Participants from across the manganese chain were fully in agreement that the sudden drop in silico-manganese futures prices in China was due to the weakness in domestic Chinese rebar prices, which has driven traders to take up short positions on silico-manganese futures contracts on the ZCE.
“We heard steel bar spot prices have fallen by up to 700 yuan per tonne from the start of November until now and this will definitely have an effect on raw material prices such as silico-manganese, iron ore and coal,” a trader said.
Fastmarkets’ northern China Tangshan domestic billet price was at 3,050 yuan per tonne on Wednesday, down 23.4% from 3,980 yuan per tonne at the start of the month.
The trader attributed the tumble in steel prices to less stringent cuts in steel production mandated by the Chinese government for winter this year.
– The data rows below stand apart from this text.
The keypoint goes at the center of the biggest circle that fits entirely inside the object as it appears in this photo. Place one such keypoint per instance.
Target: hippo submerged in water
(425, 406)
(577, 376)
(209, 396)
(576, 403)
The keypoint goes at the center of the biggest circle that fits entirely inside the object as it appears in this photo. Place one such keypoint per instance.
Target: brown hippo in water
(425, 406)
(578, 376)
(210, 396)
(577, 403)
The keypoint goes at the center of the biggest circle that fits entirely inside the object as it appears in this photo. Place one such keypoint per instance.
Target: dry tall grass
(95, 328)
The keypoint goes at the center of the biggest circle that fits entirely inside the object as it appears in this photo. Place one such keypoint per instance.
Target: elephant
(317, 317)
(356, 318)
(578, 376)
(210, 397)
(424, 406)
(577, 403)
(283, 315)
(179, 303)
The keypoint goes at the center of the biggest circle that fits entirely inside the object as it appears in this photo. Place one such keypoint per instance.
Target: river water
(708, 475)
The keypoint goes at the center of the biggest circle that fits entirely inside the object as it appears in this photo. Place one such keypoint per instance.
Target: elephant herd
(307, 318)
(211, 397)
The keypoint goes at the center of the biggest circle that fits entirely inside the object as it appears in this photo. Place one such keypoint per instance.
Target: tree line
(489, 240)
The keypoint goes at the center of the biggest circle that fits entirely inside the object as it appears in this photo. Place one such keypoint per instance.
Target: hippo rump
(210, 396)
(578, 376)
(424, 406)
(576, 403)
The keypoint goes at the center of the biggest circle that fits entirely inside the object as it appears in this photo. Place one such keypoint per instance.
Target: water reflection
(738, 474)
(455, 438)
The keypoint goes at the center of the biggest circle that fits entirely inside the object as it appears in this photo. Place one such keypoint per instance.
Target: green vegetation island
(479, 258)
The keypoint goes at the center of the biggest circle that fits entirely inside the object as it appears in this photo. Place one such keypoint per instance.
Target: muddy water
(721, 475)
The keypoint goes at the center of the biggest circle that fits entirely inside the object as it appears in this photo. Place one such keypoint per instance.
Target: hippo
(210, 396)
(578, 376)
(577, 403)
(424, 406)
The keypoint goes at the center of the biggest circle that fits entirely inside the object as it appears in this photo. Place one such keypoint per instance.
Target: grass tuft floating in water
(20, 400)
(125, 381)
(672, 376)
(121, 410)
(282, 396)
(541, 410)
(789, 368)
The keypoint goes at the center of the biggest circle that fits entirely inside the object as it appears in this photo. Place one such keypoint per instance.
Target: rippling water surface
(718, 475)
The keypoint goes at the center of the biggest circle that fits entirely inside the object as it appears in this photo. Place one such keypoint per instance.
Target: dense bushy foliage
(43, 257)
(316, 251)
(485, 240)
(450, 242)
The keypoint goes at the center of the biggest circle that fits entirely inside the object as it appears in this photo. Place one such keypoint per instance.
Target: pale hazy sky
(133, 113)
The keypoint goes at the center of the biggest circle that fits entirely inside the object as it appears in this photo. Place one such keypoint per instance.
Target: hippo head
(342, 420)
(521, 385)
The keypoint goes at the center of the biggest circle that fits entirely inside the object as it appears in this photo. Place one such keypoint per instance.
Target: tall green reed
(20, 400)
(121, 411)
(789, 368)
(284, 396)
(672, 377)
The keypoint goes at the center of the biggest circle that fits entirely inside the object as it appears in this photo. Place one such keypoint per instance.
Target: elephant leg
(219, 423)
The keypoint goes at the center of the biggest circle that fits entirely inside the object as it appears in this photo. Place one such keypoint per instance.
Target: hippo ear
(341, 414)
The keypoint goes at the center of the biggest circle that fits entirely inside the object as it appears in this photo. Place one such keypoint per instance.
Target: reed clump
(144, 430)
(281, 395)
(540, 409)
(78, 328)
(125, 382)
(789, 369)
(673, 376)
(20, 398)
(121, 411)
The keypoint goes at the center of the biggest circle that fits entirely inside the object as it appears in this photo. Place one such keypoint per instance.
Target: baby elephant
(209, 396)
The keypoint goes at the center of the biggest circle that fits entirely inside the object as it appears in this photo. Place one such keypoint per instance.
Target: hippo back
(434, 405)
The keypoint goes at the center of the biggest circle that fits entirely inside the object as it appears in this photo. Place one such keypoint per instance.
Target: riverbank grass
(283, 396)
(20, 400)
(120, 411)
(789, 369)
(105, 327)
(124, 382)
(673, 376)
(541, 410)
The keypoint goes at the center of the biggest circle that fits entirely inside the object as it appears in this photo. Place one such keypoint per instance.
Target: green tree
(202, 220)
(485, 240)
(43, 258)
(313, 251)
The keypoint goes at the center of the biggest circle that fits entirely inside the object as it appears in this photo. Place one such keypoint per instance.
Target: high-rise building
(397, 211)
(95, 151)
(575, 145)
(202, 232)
The central government typically orders the suspension of approximately 30-40% of steel capacity in Tangshan during the country’s winter months (November to March), but so far this year cuts of only 15% of steel capacity have been imposed.
Short-selling worsens situation
Further exacerbating the situation is reported short-selling of silico-manganese futures by traders in anticipation of falling physical silico-manganese prices.
“Quite a few traders have been short-selling silico-manganese futures aggressively, which further pushed the price of silico-manganese futures down,” the trader said.
This short-selling of silico-manganese futures is also expected to affect sentiment for manganese ore prices and push down prices, which have been rangebound for the past few weeks.
Fastmarkets’ 44% manganese ore index, cif Tianjin inched down 1 cent week on week to $7.17 per dry metric tonne (dmtu) on Friday November 23. Fastmarkets’ 37% manganese ore index, cif Tianjin edged up 1 cent for the third consecutive week to $6.84 per dmtu.
Meanwhile, Fastmarkets’ 37% manganese ore index remained unchanged week on week at $6.04 per dmtu fob Port Elizabeth.
“There has been a global sell-off this week, even outside of the ferro-alloy markets, such as for methanol, coal, iron ore and rebar,” a second trader said.
Sentiment is weak and most market participants do not see the steel market becoming positive until next year.
“Steel mills are beginning to lose money because their sales are falling a lot due to the lack of demand and excess supply,” a steel mill said.
Effect on December silico-manganese tenders
“With less [steel] production cuts, steel supply will be higher, which will pressure steel prices down and this in turn has started to affect their demand for steelmaking raw materials, such as silico-manganese,” the steel producer said.
“Tenders for silico-manganese are due to be out this week but now I doubt there will be large tenders this week and maybe, steel mills might not announce tenders so soon for fear of incurring more costs,” the producer added.
While silico-manganese spot prices were still largely stable week on week at 8,400-8,500 yuan per tonne in-warehouse China on Friday, the steel producer said he expects spot prices to fall in December.